VictoriaMetrics icon indicating copy to clipboard operation
VictoriaMetrics copied to clipboard

ingestion: make stream processing for influx protocol optional

Open hagen1778 opened this issue 1 year ago • 7 comments

Is your feature request related to a problem? Please describe

VictoriaMetrics processes data ingested in influxdb protocol in a streaming fashion. This allows to reduce memory usage and improve ingestion performance at the same time. However, there are cases when streaming could become harmful. For example, clients like telegraf could start retrying ingesting batches of data if ingestion request failed in the middle. This would mean that VM already processed and persisted 50% of the batch, and now it would need to do this again on the next retry attempt from telegraf. In some cases, this situation can develop in a snowballing of ingest requests from telegraf which just can't be processed in full.

Describe the solution you'd like

It would be great to have an option to disable streaming mode for HTTP (not UDP) influx protocol. This is especially important for VM installations that run with strict limit on resources.

hagen1778 avatar Sep 25 '24 07:09 hagen1778

@AndrewChubatiuk , the stream parsing mode must be disabled by default for HTTP-based data ingestion for Influx line protocol, since this is the major source of issues for Telegraf users. It should support stream_mode=1 http query arg, which could enable stream parsing mode.

When stream parsing mode is disabled, then the whole request body must be read in memory before starting to parse it. The success response must be sent to the client (e.g. Telegraf) immediately after reading the request body. After that the request body must be parsed and saved in the storage. Partial request body must be rejected (for example, if Telegraf closes the connection in the middle of sending of request body because of timeout).

Stream parsing mode should remain enabled for TCP-based data ingestion, since it is common practice to send unlimited amounts of lines over a single TCP connection, so they should be parsed and pushed to the storage as fast as possible.

valyala avatar Sep 30 '24 09:09 valyala

When stream parsing mode is disabled, then the whole request body must be read in memory before starting to parse it. The success response must be sent to the client (e.g. Telegraf) immediately after reading the request body.

@valyala This would mean that if there are parsing errors - the client won't ever know about this. If we're doing it like batch-processing, should we return ok only after everything was parsed and scheduled for ingestion? This would have performance impact, of course. But this is expected behavior for per-batch processing, and something many users asked before in tickets like this https://github.com/VictoriaMetrics/VictoriaMetrics/issues/4446.

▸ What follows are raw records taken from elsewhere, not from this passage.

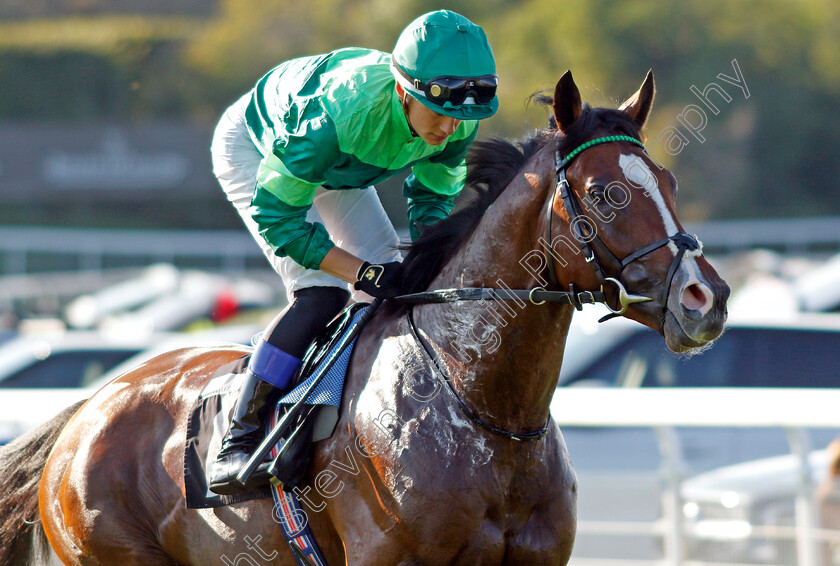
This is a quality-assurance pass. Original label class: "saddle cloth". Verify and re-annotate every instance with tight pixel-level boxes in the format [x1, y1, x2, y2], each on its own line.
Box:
[184, 306, 365, 509]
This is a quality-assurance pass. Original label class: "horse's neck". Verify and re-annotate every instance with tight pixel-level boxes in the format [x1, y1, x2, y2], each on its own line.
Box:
[415, 146, 572, 431]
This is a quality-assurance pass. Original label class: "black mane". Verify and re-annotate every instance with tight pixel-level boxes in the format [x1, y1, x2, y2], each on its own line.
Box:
[403, 102, 641, 293]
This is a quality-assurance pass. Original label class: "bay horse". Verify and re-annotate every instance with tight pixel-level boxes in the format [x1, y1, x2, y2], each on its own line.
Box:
[0, 72, 729, 566]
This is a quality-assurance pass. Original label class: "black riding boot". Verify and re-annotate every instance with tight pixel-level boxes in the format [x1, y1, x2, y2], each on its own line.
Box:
[209, 287, 350, 495]
[209, 371, 286, 495]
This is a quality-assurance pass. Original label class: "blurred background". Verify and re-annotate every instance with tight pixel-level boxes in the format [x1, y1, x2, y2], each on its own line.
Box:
[0, 0, 840, 566]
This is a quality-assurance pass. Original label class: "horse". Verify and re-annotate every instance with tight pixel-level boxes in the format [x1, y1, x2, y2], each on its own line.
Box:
[0, 72, 729, 566]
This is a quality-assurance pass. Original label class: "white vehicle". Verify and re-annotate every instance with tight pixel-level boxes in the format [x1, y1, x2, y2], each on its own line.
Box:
[681, 450, 837, 564]
[552, 309, 840, 560]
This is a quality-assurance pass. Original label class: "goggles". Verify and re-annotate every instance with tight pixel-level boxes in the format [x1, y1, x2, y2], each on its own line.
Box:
[392, 62, 499, 106]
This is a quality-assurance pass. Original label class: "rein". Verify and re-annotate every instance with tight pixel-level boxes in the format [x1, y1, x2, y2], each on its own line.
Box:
[392, 135, 700, 441]
[407, 311, 551, 441]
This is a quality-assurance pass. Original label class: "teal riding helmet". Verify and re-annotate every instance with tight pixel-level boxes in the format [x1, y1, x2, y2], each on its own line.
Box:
[392, 10, 499, 120]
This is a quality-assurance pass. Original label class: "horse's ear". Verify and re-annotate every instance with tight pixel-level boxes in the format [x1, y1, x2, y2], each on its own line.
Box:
[554, 71, 581, 132]
[618, 71, 656, 128]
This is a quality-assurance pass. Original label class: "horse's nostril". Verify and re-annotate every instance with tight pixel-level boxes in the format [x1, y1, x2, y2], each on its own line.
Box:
[680, 283, 714, 316]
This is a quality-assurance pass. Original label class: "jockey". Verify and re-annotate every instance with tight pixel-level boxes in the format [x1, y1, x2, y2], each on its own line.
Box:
[210, 10, 498, 494]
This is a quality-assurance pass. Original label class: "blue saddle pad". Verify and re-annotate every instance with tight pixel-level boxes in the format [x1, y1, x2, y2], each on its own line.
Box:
[278, 307, 370, 407]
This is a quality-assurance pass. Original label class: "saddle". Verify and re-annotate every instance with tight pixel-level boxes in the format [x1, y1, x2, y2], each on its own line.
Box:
[184, 303, 368, 509]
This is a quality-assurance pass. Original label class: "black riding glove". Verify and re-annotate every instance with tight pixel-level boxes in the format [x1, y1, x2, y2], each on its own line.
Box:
[353, 261, 403, 299]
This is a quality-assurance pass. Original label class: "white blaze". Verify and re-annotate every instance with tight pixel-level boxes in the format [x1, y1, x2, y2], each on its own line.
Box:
[618, 154, 703, 284]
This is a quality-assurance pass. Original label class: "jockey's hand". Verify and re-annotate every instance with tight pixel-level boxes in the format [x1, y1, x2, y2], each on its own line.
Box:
[353, 261, 404, 299]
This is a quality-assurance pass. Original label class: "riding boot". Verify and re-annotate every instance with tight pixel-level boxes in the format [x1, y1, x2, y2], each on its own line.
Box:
[209, 340, 300, 495]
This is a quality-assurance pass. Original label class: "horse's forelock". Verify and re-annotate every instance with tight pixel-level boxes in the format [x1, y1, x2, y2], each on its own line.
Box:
[403, 105, 641, 304]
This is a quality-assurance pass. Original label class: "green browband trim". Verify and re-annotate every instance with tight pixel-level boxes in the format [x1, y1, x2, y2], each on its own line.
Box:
[558, 136, 645, 169]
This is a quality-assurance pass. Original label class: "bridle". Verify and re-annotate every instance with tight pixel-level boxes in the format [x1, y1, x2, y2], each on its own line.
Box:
[392, 135, 700, 441]
[546, 136, 700, 322]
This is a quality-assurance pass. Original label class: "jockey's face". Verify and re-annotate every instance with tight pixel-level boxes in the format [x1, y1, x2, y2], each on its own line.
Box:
[397, 84, 461, 145]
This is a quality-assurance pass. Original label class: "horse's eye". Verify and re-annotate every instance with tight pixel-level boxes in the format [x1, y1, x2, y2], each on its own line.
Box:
[586, 185, 604, 200]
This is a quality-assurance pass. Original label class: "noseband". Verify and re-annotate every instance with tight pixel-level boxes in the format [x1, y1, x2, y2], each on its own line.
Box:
[546, 136, 700, 322]
[392, 136, 700, 441]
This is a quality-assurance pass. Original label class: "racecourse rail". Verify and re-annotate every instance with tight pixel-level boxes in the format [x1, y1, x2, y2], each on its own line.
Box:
[0, 388, 840, 566]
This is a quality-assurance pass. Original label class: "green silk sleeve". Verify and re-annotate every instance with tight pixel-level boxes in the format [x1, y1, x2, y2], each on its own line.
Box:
[249, 185, 335, 269]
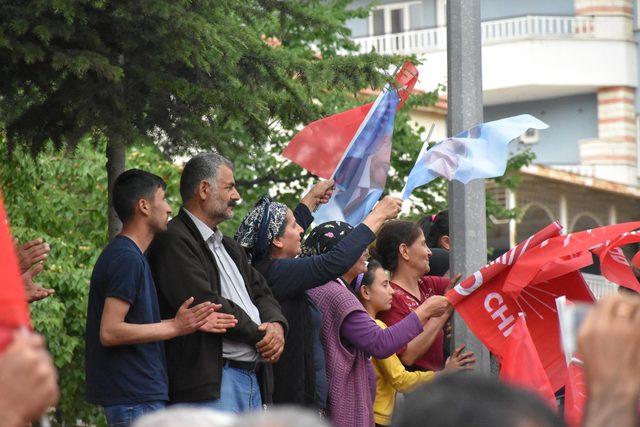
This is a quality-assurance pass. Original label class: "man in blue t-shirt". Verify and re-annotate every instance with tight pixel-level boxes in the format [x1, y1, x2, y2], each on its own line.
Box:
[85, 169, 235, 426]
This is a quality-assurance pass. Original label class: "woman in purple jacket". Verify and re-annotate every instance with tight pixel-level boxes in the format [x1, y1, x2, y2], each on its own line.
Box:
[303, 221, 449, 427]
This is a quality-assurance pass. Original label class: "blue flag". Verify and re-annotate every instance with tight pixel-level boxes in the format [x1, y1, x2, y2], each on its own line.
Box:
[402, 114, 549, 200]
[313, 90, 400, 226]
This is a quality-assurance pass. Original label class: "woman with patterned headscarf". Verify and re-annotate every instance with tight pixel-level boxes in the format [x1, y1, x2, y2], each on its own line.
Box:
[235, 181, 402, 412]
[303, 221, 449, 427]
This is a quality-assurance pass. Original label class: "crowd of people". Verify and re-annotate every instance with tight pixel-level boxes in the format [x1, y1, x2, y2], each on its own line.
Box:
[0, 153, 640, 427]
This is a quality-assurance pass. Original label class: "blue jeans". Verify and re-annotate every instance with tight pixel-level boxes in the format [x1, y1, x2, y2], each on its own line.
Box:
[194, 363, 262, 414]
[104, 400, 166, 427]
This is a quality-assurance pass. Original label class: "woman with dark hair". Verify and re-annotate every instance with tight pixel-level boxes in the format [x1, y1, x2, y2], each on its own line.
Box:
[418, 210, 451, 276]
[352, 260, 470, 427]
[235, 186, 402, 412]
[374, 221, 475, 371]
[304, 221, 450, 427]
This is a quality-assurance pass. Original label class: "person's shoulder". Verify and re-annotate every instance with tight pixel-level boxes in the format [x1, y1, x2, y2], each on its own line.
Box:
[100, 236, 143, 262]
[373, 319, 387, 329]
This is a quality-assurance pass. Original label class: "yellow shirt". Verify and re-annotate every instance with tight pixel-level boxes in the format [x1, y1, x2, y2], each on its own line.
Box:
[371, 319, 435, 426]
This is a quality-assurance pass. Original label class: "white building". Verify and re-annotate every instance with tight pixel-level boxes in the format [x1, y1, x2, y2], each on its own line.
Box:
[349, 0, 640, 296]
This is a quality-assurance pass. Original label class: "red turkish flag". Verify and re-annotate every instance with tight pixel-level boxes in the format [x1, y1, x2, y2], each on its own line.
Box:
[593, 231, 640, 292]
[564, 358, 587, 427]
[504, 222, 640, 296]
[499, 314, 558, 411]
[282, 61, 418, 179]
[0, 195, 30, 351]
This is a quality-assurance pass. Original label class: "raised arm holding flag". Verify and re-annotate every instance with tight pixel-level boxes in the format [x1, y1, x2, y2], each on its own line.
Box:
[283, 62, 418, 225]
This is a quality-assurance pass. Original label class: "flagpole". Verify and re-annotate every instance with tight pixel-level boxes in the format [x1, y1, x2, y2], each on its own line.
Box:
[447, 0, 491, 375]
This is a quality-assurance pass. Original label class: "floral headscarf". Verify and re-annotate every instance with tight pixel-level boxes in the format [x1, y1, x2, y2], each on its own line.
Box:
[235, 196, 287, 263]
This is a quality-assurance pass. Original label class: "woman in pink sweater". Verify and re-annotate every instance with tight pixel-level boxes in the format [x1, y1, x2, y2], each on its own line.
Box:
[304, 221, 449, 427]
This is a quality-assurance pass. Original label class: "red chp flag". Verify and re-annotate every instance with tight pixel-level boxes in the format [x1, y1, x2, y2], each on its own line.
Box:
[593, 231, 640, 292]
[504, 222, 640, 298]
[500, 313, 557, 411]
[446, 222, 593, 390]
[0, 196, 30, 351]
[283, 61, 418, 179]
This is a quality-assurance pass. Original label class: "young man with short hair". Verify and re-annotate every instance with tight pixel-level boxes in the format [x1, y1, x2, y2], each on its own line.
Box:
[85, 169, 232, 426]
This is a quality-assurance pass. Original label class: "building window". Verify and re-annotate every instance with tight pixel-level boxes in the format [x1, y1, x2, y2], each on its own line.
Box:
[369, 1, 421, 36]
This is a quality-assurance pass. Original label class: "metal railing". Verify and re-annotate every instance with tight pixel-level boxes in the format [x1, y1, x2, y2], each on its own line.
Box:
[354, 15, 632, 54]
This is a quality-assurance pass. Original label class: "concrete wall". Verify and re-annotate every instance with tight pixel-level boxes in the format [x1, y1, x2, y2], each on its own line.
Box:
[484, 93, 598, 164]
[480, 0, 574, 21]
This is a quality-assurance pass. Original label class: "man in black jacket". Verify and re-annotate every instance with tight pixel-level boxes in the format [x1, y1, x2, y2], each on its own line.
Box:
[148, 153, 287, 412]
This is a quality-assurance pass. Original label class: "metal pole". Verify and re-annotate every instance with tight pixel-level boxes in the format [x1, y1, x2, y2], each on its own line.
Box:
[447, 0, 491, 375]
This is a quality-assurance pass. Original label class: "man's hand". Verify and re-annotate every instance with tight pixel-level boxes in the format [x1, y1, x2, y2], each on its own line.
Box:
[371, 196, 402, 220]
[415, 295, 451, 322]
[300, 179, 335, 212]
[443, 344, 476, 372]
[444, 319, 453, 340]
[173, 297, 215, 336]
[198, 310, 238, 334]
[22, 264, 56, 303]
[0, 332, 59, 427]
[256, 322, 284, 363]
[14, 238, 51, 273]
[362, 196, 402, 233]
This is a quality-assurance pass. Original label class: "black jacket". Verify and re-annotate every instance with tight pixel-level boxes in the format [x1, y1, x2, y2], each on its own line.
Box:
[255, 204, 376, 409]
[148, 209, 287, 403]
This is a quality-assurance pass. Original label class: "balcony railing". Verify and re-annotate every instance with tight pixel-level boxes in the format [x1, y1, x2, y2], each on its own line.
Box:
[582, 273, 618, 299]
[354, 16, 632, 54]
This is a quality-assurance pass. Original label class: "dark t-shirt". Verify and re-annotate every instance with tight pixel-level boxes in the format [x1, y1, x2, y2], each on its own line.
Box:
[85, 236, 168, 406]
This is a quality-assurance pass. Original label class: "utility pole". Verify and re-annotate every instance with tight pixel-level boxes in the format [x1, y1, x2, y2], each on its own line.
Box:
[447, 0, 491, 375]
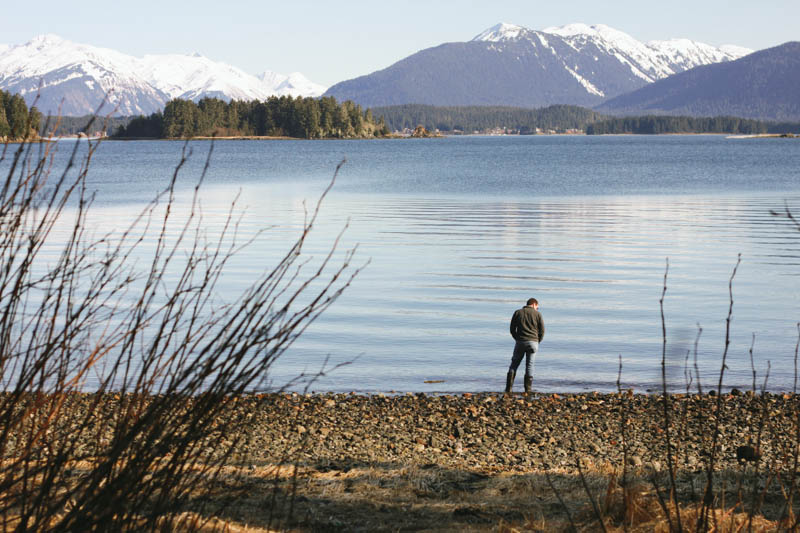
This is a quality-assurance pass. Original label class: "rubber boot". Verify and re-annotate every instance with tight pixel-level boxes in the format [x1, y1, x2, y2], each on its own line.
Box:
[506, 370, 517, 394]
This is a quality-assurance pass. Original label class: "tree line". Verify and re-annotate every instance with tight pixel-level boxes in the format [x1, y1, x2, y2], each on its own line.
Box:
[115, 96, 389, 139]
[586, 115, 800, 135]
[0, 91, 42, 141]
[372, 104, 605, 135]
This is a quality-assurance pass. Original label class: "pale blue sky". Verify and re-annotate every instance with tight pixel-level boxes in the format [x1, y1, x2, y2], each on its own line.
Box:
[0, 0, 800, 85]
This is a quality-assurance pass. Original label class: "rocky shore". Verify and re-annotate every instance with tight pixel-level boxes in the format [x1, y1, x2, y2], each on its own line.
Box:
[237, 393, 800, 473]
[9, 391, 800, 531]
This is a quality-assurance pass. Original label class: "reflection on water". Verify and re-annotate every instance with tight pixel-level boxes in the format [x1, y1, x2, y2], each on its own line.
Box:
[97, 184, 800, 391]
[15, 140, 800, 392]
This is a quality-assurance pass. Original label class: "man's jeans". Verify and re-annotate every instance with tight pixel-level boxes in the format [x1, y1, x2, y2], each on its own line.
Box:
[508, 341, 539, 376]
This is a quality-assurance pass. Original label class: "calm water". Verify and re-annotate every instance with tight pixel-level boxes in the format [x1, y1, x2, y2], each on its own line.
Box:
[9, 136, 800, 392]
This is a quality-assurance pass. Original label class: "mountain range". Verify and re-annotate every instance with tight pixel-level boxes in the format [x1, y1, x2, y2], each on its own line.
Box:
[597, 42, 800, 121]
[0, 34, 325, 116]
[0, 23, 800, 121]
[325, 24, 752, 107]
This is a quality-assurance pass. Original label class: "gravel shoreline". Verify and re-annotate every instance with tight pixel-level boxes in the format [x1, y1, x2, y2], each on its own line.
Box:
[6, 391, 800, 531]
[217, 393, 800, 472]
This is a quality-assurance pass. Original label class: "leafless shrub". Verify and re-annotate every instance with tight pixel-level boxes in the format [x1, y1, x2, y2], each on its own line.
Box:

hagen1778 avatar Oct 10 '24 09:10 hagen1778

This was discussed internally and we agreed that with batch processing VM should respond to user only after parsing is finished. The whole batch should be rejected and client should get error in response if at least one row in the batch failed to parse. In this case, VM should also respond with non-retryable status code 422 (http.StatusUnprocessableEntity) to the client. Unfortunately, telegraf doesn't have default settings for non-retryable requests, it needs to be configured manually - see non_retryable_statuscodes in https://github.com/influxdata/telegraf/blob/master/plugins/outputs/http/README.md#configuration. We should mention this in docs. The error message returned to the client should also mention possibles ways to mitigate this, like enable stream mode to ignore bad lines. cc @AndrewChubatiuk

hagen1778 avatar Oct 11 '24 10:10 hagen1778

@hagen1778 should response contains information about all failed rows or just one is enough?

AndrewChubatiuk avatar Oct 11 '24 11:10 AndrewChubatiuk

@hagen1778 should response contains information about all failed rows or just one is enough?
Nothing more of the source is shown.